- Published on
- -5 min read
Building a Simple DB in Rust - Part 3 - Less Basic Execution
This article is part of the Building a Simple DB in Rust series.
Table of Contents
Where we left off
In the last post we ended up with extremely basic query execution. We could parse queries, update our tables in memory, and read full tables back; all while having decent error messages throughout.
While that was a great milestone it leaves a lot to be desired
- While we parse columns in select queries, we never actually project/use them, so you always get all the columns back
- We aren't validating types on insert, so the column types mean nothing
So those main points are what I want to tackle for this post
This post is much less of a tutorial/guide than the previous posts. I needed to cleanup what I have so the changes are pretty straightforward, small, and all over. Check the repo for more detailed changes.
Actually selecting columns
For a refresher, here's what the select response looks like
pub enum ExecResponse<'a> {
Select(Vec<Row<'a>>),
Insert,
Create,
}
pub struct Row<'a> {
id: usize,
columns: Rc<ColumnInfo>,
data: &'a HashMap<String, String>, // reference to the actual row in the table struct
}
So the select response is just a Vec
over rows, each row holding info on the columns of the table and the data for that row.

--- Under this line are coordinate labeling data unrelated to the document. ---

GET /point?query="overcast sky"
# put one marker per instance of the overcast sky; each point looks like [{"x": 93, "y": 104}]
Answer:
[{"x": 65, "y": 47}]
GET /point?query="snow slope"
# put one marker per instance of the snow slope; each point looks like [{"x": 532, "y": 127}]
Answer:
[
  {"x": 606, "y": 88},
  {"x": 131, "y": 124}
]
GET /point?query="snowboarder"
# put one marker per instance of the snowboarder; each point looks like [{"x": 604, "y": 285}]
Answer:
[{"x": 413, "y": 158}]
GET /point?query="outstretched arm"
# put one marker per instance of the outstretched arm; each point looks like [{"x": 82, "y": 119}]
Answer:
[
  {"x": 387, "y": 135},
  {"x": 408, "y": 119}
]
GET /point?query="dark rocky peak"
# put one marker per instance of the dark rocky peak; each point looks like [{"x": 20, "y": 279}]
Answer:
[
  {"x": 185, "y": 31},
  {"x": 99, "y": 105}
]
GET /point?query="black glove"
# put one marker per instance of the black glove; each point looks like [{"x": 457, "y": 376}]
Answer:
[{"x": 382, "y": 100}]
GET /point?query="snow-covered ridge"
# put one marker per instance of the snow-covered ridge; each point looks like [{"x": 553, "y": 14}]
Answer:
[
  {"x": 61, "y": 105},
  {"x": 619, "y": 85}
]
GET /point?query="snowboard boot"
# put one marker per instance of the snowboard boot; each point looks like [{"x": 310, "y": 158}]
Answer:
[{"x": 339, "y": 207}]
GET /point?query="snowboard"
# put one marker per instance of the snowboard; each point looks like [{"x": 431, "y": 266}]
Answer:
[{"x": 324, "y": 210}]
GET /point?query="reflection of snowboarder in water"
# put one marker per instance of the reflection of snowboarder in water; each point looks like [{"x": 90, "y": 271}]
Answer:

There's a few things not great about this
- Why return a
Vec
when we could just return an iterator, the consumer is going to iterate over it anyway - The select response does not return any column info outside of the rows, so empty results would not give any column info
- The data in the row is just a reference to the table, not horrible for
select *
but need to modify it to only hold the columns we care about- We probably will update this type over time to reduce space but for now we'll stick with a hash map
To address the first 2 issues, we can just return our existing TableIter
struct, this is an iterator, and it holds column info
pub enum ExecResponse<'a> {
Select(TableIter<'a>),
Insert,
Create,
}
For real let's do a select
We didn't actually have a select function on Table
before, so let's add one that's validates the columns we pass in actually exist
#[derive(Debug, Clone, Default, Serialize, Deserialize, derive_more::From)]
pub struct ColumnInfo {
columns: Vec<Column>,
}
impl ColumnInfo {
pub fn iter(&self) -> impl Iterator<Item = &Column> {
self.columns.iter()
}
pub fn find_column(&self, column_name: &String) -> Result<&Column, QueryExecutionError> {
self.iter()
.find(|col| col.name == *column_name)
.ok_or_else(|| QueryExecutionError::ColumnDoesNotExist(column_name.to_owned()))
}
}
// Also updated Table.columns to be `ColumnInfo` instead of Vec<Column>
impl Table {
pub fn select(&self, columns: Vec<String>) -> Result<TableIter, QueryExecutionError> {
let selected_columns = columns
.into_iter()
.map(|column_name| {
self.columns
.find_column(&column_name)
.map(|col| col.clone())
})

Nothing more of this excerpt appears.